Methionine-Homocysteine Pathway in African-American Prostate Cancer

Abstract

African American (AA) men have a 60% higher incidence and two times greater risk of dying of prostate cancer (PCa) than European American men, yet there is limited insight into the molecular mechanisms driving this difference. To our knowledge, metabolic alterations, a cancer-associated hallmark, have not been reported in AA PCa, despite their importance in tumor biology. Therefore, we measured 190 metabolites across ancestry-verified AA PCa/benign adjacent tissue pairs (n = 33 each) and identified alterations in the methionine-homocysteine pathway utilizing two-sided statistical tests for all comparisons. Consistent with this finding, methionine and homocysteine were elevated in plasma from AA PCa patients using case-control (AA PCa vs AA control, methionine: P = .0007 and homocysteine: P < .0001), biopsy cohorts (AA biopsy positive vs AA biopsy negative, methionine: P = .0002 and homocysteine: P < .0001), and race assignments based on either self-report (AA PCa vs European American PCa, methionine: P = .001, homocysteine: P < .0001) or West African ancestry (upper tertile vs middle tertile, homocysteine: P < .0001; upper tertile vs low tertile, homocysteine: P = .002). These findings demonstrate reprogrammed metabolism in AA PCa patients and provide a potential biological basis for PCa disparities.

Figure 1.

Methionine-homocysteine levels in African American (AA) prostate cancer (PCa). (A) Heat map showing altered metabolites in localized PCa (n = 33) and matched adjacent benign tissue in ancestry-verified AA patients. Shades of yellow and blue represent an increase or decrease of a metabolite relative to median metabolite levels (false discovery rate [FDR] = 0.3), respectively (refer to color key). Metabolites marked in red belong to the methionine-homocysteine pathway. (B) Network-based Gene Set Analysis map showing differential metabolic pathways between AA PCa and adjacent benign tissue. Pathways enriched at FDR-corrected P value less than .001 are shown in solid circles. The circumference of the circle is correlated to the pathway connectivity. Red and green circles indicate enriched pathways that are up- and downregulated in AA PCa, respectively. Red circles with blue borders indicate the most enriched pathways (P < 10⁻⁵). Association between enriched pathways are delineated by the bridges. Components of the methionine-homocysteine pathway are indicated in red font. Boxplots comparing the plasma methionine levels between (C) AA PCa and control subjects (n = 24 each), (D) AA biopsy-positive (n = 78) samples and biopsy-negative control subjects (n = 43), and (E) AA and EA PCa (n = 24 each). Boxplots comparing the plasma homocysteine levels between (F) AA PCa (n = 52) and control subjects (n = 25), (G) AA biopsy positive (n = 80) and biopsy negative (n = 43), and (H) AA PCa (n = 52) and EA PCa (n = 51). Two-sided P values for all the comparisons were calculated using Wilcoxon rank sum test.

Figure 2.

West African ancestry and plasma homocysteine, and the expression of homocysteine metabolizing enzymes, in African American (AA) prostate cancer (PCa). (A) Comparison of plasma homocysteine in case-control samples stratified into tertiles based on their West African ancestry. (B) Schematic diagram of methionine-homocysteine pathway.
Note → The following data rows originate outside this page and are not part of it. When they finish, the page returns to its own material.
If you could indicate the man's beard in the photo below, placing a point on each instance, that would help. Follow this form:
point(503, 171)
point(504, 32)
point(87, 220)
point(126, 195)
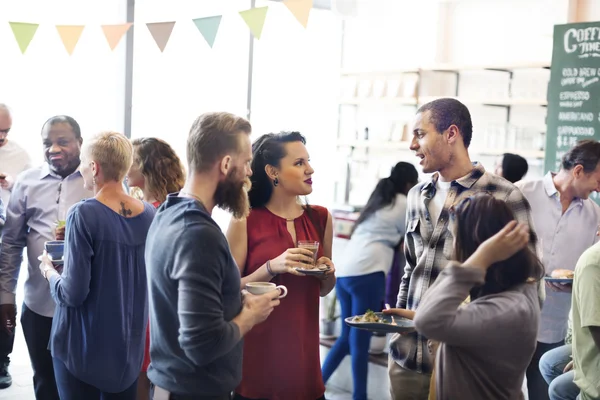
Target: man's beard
point(232, 194)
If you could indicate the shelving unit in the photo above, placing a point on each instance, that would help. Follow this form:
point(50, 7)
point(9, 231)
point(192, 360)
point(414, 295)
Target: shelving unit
point(377, 97)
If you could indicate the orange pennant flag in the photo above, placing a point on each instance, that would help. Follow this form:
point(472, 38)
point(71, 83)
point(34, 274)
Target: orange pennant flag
point(114, 33)
point(70, 35)
point(161, 32)
point(300, 9)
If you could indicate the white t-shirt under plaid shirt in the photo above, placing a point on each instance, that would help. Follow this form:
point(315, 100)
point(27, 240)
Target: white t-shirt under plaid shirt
point(429, 247)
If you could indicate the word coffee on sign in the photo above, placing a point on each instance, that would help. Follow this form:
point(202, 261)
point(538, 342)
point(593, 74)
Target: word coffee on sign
point(584, 41)
point(574, 88)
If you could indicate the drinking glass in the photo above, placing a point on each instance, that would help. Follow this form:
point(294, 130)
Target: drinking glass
point(310, 245)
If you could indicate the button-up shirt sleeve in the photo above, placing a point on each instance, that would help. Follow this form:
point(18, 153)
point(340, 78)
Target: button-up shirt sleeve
point(72, 288)
point(409, 248)
point(14, 240)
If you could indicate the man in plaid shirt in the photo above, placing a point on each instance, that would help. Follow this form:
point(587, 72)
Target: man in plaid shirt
point(441, 136)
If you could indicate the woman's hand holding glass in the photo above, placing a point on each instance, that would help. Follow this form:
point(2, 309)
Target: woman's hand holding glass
point(46, 266)
point(289, 260)
point(330, 272)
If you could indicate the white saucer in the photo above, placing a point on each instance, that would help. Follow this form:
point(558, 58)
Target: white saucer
point(57, 262)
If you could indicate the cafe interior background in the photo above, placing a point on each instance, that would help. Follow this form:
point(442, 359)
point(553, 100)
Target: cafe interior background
point(348, 74)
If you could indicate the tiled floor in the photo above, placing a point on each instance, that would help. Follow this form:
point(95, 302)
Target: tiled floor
point(20, 368)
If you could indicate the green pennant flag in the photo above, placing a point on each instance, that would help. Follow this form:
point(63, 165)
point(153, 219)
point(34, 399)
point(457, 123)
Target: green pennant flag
point(24, 33)
point(255, 19)
point(208, 27)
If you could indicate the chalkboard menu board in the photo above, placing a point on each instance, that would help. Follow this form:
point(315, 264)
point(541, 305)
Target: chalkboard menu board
point(574, 90)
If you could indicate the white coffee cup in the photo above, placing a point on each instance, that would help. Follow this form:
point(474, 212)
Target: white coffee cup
point(259, 288)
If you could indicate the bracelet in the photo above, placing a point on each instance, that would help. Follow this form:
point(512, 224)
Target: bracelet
point(269, 270)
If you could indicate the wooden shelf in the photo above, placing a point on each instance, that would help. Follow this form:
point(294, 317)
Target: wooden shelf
point(375, 144)
point(447, 68)
point(507, 102)
point(379, 100)
point(426, 99)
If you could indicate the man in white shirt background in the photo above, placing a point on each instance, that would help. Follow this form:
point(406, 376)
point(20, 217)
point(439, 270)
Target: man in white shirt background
point(566, 222)
point(13, 160)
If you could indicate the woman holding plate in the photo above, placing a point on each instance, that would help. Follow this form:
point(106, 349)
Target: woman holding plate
point(281, 355)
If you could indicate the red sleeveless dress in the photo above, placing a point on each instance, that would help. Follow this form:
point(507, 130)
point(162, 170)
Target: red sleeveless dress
point(281, 356)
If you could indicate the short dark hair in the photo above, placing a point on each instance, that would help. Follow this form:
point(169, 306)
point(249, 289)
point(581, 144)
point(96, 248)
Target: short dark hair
point(478, 218)
point(268, 149)
point(212, 136)
point(64, 119)
point(514, 167)
point(585, 153)
point(446, 112)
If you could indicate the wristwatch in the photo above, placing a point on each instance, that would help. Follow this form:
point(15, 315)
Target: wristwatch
point(46, 270)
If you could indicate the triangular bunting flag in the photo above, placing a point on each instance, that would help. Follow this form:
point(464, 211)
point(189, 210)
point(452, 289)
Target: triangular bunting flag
point(161, 32)
point(300, 9)
point(255, 19)
point(70, 35)
point(208, 27)
point(114, 33)
point(24, 33)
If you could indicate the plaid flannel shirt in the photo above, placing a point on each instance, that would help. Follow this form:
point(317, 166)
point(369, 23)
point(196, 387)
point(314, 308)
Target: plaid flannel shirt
point(429, 247)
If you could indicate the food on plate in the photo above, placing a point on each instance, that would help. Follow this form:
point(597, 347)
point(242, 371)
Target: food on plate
point(371, 317)
point(321, 267)
point(562, 274)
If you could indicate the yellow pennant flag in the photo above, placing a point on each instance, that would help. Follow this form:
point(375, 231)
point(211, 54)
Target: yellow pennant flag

Homocysteine can be metabolized to cystathionine by cystathionine beta synthase (CBS) or remethylated back to methionine by Betaine-Homocysteine S-Methyltransferase (BHMT). (C) Tissue microarray analysis (TMA) for BHMT in AA PCa (n = 52) and EA PCa (n = 31). (D) Same as in C, but for CBS (AA PCa: n = 46 vs EA PCa: n = 130). Two-sided P values for all the panels were calculated using Wilcoxon rank sum test. MAT = Methionine adenosyltransferase; SAM = S-adenosylmethionine; SAH: S-adenosylhomocysteine; SAHH: S-adenosyl-L-homocysteine hydrolase.